While the default settings have both dcrd and dcrwallet listening for RPC only on loopback (127.0.0.1), I do recommend you make certain your firewall rejects all inbound traffic besides ssh and port 9108 (Decred daemon traffic). Additionally, I suggest filtering your outbound (egress) traffic as well, only allowing ports 9108 and ntp (port 123). You may already have this setup, of course .
Can you please specify the port we have to protect? I'm also in VPS pos mining but i'm a firewall noob can you please explain like you explain to a noob the port i have to close? i'm on win 7Thanks a lot
Are you considering tx fee of 0.05DCR for buying every ticket? you might burn through your balance soon. Also if i am correct our profit on PoS will be PoS reward - tx fee. Also currently voting is set such that you can only vote yes/no on block mined by miners but can't choose any condition for voting yes or no. So its very basic only for users just enough that n/w keeps working. To vote on any serious issue you have to move to a PoS pool. Whole concept of voting depends on if users/holders get involved from draft stage of a proposal or we will end up have chioces that devs decide. ANyways its better than having no choice like in bitcoin right now. Am i right in saying all of the above? please correct me if i am wrong.

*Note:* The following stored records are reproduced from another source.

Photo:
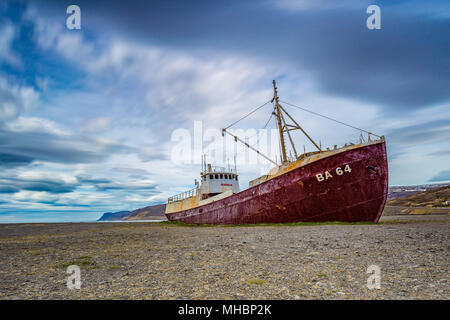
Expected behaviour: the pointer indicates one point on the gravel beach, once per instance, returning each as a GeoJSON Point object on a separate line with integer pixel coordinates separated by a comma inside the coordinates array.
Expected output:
{"type": "Point", "coordinates": [167, 261]}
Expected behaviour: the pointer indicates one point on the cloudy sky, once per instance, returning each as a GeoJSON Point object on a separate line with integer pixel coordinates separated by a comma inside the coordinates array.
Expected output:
{"type": "Point", "coordinates": [87, 116]}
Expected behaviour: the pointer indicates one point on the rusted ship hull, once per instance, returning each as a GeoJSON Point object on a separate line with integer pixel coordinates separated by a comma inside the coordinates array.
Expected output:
{"type": "Point", "coordinates": [349, 186]}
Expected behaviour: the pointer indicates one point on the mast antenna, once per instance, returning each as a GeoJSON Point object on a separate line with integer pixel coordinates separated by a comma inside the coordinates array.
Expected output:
{"type": "Point", "coordinates": [284, 127]}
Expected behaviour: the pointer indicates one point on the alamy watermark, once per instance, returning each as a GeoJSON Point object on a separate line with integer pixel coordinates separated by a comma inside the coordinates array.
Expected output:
{"type": "Point", "coordinates": [74, 278]}
{"type": "Point", "coordinates": [374, 280]}
{"type": "Point", "coordinates": [374, 20]}
{"type": "Point", "coordinates": [74, 20]}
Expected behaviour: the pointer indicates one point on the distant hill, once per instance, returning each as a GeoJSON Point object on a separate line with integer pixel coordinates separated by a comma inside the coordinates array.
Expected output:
{"type": "Point", "coordinates": [437, 197]}
{"type": "Point", "coordinates": [146, 213]}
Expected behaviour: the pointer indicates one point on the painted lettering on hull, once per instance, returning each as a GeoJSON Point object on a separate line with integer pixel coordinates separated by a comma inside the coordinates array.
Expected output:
{"type": "Point", "coordinates": [327, 175]}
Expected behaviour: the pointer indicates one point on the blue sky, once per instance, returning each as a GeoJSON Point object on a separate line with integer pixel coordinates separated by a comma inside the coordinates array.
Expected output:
{"type": "Point", "coordinates": [86, 116]}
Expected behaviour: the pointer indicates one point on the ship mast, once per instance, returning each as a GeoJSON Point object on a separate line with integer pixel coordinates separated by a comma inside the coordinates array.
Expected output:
{"type": "Point", "coordinates": [280, 127]}
{"type": "Point", "coordinates": [284, 127]}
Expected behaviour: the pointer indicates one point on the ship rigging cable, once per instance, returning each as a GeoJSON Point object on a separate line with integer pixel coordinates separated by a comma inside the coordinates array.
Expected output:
{"type": "Point", "coordinates": [320, 115]}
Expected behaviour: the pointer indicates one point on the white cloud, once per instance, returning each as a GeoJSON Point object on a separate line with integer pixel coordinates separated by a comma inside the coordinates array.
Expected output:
{"type": "Point", "coordinates": [7, 54]}
{"type": "Point", "coordinates": [14, 99]}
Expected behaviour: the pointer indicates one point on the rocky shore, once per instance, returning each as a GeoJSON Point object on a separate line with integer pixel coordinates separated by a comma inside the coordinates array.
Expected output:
{"type": "Point", "coordinates": [169, 261]}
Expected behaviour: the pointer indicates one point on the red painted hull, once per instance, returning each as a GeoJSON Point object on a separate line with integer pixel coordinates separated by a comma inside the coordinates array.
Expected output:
{"type": "Point", "coordinates": [298, 195]}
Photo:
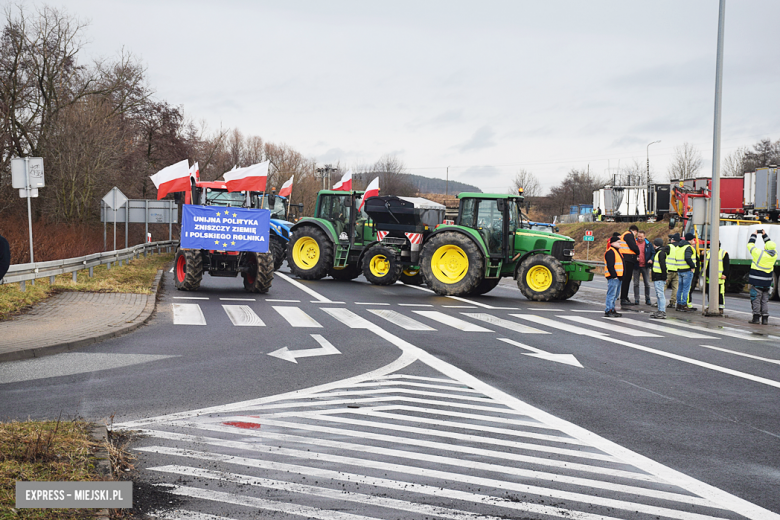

In other words, you would want to block all other ports other than 9108, 22(if using default for ssh) and 123. So all other ports are protected, assuming you aren't using the vps for other things that require use of other ports. Less open ports mean you have less vulnerabilities open to attack.
To attack your system, you need both a route to it, and open doors. If you are on virtualbox, you are nated, and there is no route to your host. If you are hosted, they have you on open IPs and you need to lock everything down. You can even lock down to your IP address. (Or subnet if you are on DHCP from your ISP) Also, use good passwords and store them in something like keepass.
I HIGHLY recommend people familiarize themselves with the new stake pool described here https://forum.decred.org/threads/testnet-stake-pool-is-live.626/ and use the mainnet version once it's out instead of solo staking The linked pool works in the same way as solo staking in that you get all of the rewards when your ticket wins and it's impossible for the pool to steal funds, but instead of you needing to keep your wallet online 24/7 to vote, the pool will vote on your behalf. Since the pool will have redundant servers in multiple locations with automatic failover, it's much less likely for you to miss out on a vote due to your wallet being offline.